California Corporation Laws

A corporation is a large company or group of companies authorized to act as a single entity and recognized as such in law. Corporations enjoy most of the rights and responsibilities that individuals possess. Corporations can enter contracts, loan and borrow money, sue and be sued, hire employees, own assets, and pay taxes.

California laws allow businesses to incorporate, provided they properly follow the requirements set out by the Secretary of State. There are several advantages of incorporating a business under California law;

  1. Business owners are protected from legal liability. To maintain the limited liability, however, the owners must follow a number of legally required corporate formalities.
  2. The corporation’s ability to issue stock is a strong selling point for those willing to invest capital in the business.
  3. Corporations have established power and management structures and clearly defines the roles and responsibilities of each group.

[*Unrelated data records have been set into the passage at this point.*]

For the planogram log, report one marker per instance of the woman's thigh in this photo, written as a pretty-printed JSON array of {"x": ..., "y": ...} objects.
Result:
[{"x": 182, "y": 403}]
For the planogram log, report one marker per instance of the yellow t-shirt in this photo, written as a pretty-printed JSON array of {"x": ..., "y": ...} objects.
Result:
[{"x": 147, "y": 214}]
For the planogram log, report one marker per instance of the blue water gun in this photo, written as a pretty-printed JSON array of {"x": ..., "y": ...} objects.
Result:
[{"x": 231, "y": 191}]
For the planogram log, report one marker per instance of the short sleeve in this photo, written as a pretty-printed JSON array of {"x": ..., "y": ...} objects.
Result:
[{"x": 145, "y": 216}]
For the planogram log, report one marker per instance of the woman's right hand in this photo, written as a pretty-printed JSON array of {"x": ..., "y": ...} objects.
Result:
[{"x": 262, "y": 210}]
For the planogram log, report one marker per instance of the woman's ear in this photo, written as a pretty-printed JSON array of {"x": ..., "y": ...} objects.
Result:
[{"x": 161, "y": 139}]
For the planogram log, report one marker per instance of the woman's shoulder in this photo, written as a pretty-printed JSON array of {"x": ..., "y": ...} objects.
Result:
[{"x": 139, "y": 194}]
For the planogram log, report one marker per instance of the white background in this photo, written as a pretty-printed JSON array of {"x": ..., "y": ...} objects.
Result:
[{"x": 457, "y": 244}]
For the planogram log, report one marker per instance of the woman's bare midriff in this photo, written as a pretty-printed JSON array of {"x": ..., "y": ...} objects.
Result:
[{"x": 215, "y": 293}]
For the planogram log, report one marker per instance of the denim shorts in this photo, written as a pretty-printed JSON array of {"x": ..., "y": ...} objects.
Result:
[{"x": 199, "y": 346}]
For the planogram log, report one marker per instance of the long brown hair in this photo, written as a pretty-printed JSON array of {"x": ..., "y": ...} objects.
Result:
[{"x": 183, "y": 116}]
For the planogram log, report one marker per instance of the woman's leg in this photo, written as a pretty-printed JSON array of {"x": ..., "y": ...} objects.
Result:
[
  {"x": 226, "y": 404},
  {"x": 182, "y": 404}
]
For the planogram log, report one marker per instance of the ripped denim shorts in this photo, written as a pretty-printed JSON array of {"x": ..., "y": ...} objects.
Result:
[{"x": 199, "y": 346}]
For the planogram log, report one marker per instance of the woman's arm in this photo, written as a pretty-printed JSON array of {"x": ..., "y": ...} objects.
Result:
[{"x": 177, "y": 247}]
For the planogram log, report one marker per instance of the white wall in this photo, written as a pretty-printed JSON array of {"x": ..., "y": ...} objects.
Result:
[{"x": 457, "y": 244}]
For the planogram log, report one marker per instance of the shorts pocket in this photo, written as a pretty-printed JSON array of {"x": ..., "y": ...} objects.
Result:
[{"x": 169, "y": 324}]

Despite the many advantages of forming a corporation, there are a few potential drawbacks of incorporating a business. The incorporation process can be expensive and time-consuming due to the number of documents that must be prepared. Corporations are required to strictly observe a number of corporate formalities. Profits earned by traditional corporations may be “double-taxed.” However, this problem can be avoided by electing “S” corporation tax status.

One or more natural persons, partnerships, associations, or corporations may form a corporation under California corporate laws (California Code – Division 1) by executing and filing articles of incorporation. Directors who are named in the articles must sign and acknowledge the articles.

Articles of incorporations states;

  1. The name of the corporation
  2. The purpose of the corporation
  3. The name and street address in this state of the corporation’s initial agent for service of process
  4. The initial street address of the corporation and the initial mailing address of the corporation
  5. The total number of shares the corporation is authorized to issue.

The name of the corporation must contain the word “corporation,” “incorporated,” or “limited” or an abbreviation of any of these words.

A filing fee must be paid to the secretary of state in order to file the forms. These fees are posted online and are subject to change.